L’Ongwehonwe équivaut à ce qui nous entoure, les animaux terrestres et aquatiques, les pierres, les arbres et la terre. Aucun n’est supérieur ou inférieur à l’autre. Il n’y a pas de leader. La communication non verbale entre nous et le monde naturel est très réelle.

Les envahisseurs nous ont apporté des vues et méthodes anti-naturelles, un dieu unique, un système individuel égoïste.
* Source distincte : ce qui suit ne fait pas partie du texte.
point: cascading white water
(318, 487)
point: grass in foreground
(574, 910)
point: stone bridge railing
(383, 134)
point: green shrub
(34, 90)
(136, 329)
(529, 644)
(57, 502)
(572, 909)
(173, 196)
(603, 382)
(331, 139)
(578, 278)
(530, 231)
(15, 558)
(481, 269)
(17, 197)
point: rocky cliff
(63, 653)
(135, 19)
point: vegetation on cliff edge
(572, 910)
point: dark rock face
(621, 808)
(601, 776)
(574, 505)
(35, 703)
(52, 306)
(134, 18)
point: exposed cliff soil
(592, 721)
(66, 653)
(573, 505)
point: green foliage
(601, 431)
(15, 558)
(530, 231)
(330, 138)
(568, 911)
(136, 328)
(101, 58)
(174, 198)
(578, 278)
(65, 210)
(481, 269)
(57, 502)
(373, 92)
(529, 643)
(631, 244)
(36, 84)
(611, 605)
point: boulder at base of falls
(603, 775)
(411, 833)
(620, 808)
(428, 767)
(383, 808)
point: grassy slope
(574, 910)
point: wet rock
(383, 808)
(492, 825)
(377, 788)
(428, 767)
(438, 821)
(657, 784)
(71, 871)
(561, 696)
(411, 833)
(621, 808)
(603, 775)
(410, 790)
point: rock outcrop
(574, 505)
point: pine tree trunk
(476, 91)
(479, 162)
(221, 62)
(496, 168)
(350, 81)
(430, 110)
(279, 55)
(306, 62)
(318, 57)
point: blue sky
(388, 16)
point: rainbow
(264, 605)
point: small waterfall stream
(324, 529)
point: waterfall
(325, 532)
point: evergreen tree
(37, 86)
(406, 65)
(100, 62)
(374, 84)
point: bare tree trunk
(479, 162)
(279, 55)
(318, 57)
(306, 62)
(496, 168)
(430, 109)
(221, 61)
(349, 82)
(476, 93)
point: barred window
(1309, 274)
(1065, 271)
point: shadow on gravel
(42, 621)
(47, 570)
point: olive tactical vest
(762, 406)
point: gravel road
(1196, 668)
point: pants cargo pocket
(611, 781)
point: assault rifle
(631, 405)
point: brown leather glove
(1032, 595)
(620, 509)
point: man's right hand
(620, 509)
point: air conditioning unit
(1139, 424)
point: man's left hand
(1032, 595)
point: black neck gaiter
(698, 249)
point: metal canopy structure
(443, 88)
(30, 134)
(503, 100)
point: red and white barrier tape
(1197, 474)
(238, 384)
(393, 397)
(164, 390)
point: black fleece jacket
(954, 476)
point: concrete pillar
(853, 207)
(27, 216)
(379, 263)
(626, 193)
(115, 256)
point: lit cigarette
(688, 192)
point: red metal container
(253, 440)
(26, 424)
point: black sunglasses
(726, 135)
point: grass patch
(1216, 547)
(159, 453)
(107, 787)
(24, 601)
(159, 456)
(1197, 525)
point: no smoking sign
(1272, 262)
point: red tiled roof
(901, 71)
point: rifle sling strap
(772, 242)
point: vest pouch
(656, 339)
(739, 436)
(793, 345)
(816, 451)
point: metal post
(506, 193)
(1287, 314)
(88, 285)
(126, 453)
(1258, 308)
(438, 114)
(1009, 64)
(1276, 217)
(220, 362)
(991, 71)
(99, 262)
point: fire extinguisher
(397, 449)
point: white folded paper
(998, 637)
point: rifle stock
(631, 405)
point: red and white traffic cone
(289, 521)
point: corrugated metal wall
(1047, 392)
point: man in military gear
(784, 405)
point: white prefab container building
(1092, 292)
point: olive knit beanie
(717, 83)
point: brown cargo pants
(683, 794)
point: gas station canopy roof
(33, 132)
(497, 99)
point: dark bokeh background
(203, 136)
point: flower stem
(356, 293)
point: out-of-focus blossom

On nous dit d’oublier nos liens avec notre peuple, de suivre leur voie, de nous “améliorer” et de prendre nos propres décisions afin d’être meilleur que le reste. On nous entraîne à devenir égomaniaque, arrogant et d’arrêter de penser que nous sommes un membre égal aux autres de notre groupe.

Les envahisseurs ont convaincus certains d’entre nous d’aller dans leurs écoles et leurs églises et d’y être conditionnés à leurs façons de voir et de faire. Pour “s’améliorer” et être acceptés par le système hiérarchique européen, ils se marient avec un(e) envahisseur (euse). Un bon boulot, une maison avec deux garages, des voitures et trois enfants montrent “qu’ils sont parvenus” à s’intégrer au système étranger. Leurs conjoints sont de fortes personnes qui les protègent de leur faiblesse, surtout celle de leur désir d’être parmi leur peuple.

Après un moment, ces Indiens modifiés éprouvent un sentiment de retourner dans leur communauté pour aider leur peuple à devenir hiérarchique comme eux. Leur peuple les regarde comme des traîtres et ne les accepteront plus jamais. Ces Indiens ont envisagé de manière erronée qu’ils devaient se rabaisser dans une spirale vers le bas pour se refaire accepter par leur société; cela ne fonctionne pas de cette façon.

Ils ne peuvent pas revenir dans l’esprit commun parce qu’ils ont accepté la programmation des diviseurs. En tant que base de leur pyramide, ils reçoivent plus de merde sur la tête que les autres ! Les traîtres parmi nous jouent un jeu très gangereux.